Re: [PATCH RFC net-next 0/3] Multi-CPU DSA support

From: Vladimir Oltean <olteanv@gmail.com>
To: Marek Behun <marek.behun@nic.cz>
Cc: "Ansuel Smith" <ansuelsmth@gmail.com>,
	netdev@vger.kernel.org, "David S. Miller" <davem@davemloft.net>,
	"Jakub Kicinski" <kuba@kernel.org>,
	"Andrew Lunn" <andrew@lunn.ch>,
	"Vivien Didelot" <vivien.didelot@gmail.com>,
	"Florian Fainelli" <f.fainelli@gmail.com>,
	"Alexei Starovoitov" <ast@kernel.org>,
	"Daniel Borkmann" <daniel@iogearbox.net>,
	"Andrii Nakryiko" <andriin@fb.com>,
	"Eric Dumazet" <edumazet@google.com>,
	"Wei Wang" <weiwan@google.com>,
	"Cong Wang" <cong.wang@bytedance.com>,
	"Taehee Yoo" <ap420073@gmail.com>,
	"Björn Töpel" <bjorn@kernel.org>,
	"zhang kai" <zhangkaiheb@126.com>,
	"Weilong Chen" <chenweilong@huawei.com>,
	"Roopa Prabhu" <roopa@cumulusnetworks.com>,
	"Di Zhu" <zhudi21@huawei.com>,
	"Francis Laniel" <laniel_francis@privacyrequired.com>,
	linux-kernel@vger.kernel.org
Subject: Re: [PATCH RFC net-next 0/3] Multi-CPU DSA support
Date: Sun, 11 Apr 2021 21:50:17 +0300	[thread overview]

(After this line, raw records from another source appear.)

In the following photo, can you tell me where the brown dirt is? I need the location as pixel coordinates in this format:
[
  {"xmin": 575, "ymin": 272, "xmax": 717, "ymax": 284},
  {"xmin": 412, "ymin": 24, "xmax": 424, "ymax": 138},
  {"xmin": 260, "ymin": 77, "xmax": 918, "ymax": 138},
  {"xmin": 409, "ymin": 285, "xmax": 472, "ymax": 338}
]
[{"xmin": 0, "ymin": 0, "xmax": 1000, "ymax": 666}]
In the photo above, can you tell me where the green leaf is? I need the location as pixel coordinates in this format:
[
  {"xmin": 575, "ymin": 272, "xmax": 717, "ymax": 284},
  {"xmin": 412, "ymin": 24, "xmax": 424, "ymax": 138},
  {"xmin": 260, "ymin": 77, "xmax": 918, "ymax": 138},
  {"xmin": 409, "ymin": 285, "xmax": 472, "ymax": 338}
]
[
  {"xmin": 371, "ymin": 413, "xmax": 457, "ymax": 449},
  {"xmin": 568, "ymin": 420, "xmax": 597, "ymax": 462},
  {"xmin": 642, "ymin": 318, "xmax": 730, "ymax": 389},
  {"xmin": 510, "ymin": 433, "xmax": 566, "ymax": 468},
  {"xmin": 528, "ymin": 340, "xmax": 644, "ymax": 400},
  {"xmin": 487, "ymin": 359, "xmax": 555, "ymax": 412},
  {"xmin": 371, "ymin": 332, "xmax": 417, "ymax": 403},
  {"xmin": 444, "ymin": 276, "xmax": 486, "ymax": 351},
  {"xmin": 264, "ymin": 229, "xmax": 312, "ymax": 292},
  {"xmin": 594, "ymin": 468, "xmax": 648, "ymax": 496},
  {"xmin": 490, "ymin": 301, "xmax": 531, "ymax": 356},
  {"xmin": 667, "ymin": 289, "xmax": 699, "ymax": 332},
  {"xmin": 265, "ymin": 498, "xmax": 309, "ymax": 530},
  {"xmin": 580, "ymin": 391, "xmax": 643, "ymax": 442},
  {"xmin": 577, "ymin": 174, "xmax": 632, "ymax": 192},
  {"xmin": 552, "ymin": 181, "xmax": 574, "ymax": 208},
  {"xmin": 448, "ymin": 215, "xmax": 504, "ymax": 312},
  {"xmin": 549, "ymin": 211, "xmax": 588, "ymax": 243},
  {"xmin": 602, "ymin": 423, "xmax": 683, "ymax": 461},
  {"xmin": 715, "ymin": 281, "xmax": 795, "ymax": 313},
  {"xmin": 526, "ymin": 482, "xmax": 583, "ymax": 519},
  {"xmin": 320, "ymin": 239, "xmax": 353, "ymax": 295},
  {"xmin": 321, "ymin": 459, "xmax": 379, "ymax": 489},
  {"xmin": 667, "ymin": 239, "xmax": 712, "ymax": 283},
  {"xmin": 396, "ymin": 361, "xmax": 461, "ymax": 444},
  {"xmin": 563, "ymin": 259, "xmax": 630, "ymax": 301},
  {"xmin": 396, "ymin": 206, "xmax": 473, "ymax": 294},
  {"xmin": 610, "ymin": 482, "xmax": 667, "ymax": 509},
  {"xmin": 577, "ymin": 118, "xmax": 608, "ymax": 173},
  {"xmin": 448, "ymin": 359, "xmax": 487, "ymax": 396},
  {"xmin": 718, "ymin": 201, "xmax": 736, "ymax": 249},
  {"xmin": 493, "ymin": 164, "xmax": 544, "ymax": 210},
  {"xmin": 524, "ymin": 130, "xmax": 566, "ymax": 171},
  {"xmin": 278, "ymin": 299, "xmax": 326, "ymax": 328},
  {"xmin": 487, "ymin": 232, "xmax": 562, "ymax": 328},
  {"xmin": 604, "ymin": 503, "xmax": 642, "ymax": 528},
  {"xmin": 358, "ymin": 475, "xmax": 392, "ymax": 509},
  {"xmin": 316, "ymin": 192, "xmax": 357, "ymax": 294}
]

Message-ID: <20210411185017.3xf7kxzzq2vefpwu@skbuf> (raw)
In-Reply-To: <20210411200135.35fb5985@thinkpad>

On Sun, Apr 11, 2021 at 08:01:35PM +0200, Marek Behun wrote:
> On Sat, 10 Apr 2021 15:34:46 +0200
> Ansuel Smith <ansuelsmth@gmail.com> wrote:
> 
> > Hi,
> > this is a respin of the Marek series in hope that this time we can
> > finally make some progress with dsa supporting multi-cpu port.
> > 
> > This implementation is similar to the Marek series but with some tweaks.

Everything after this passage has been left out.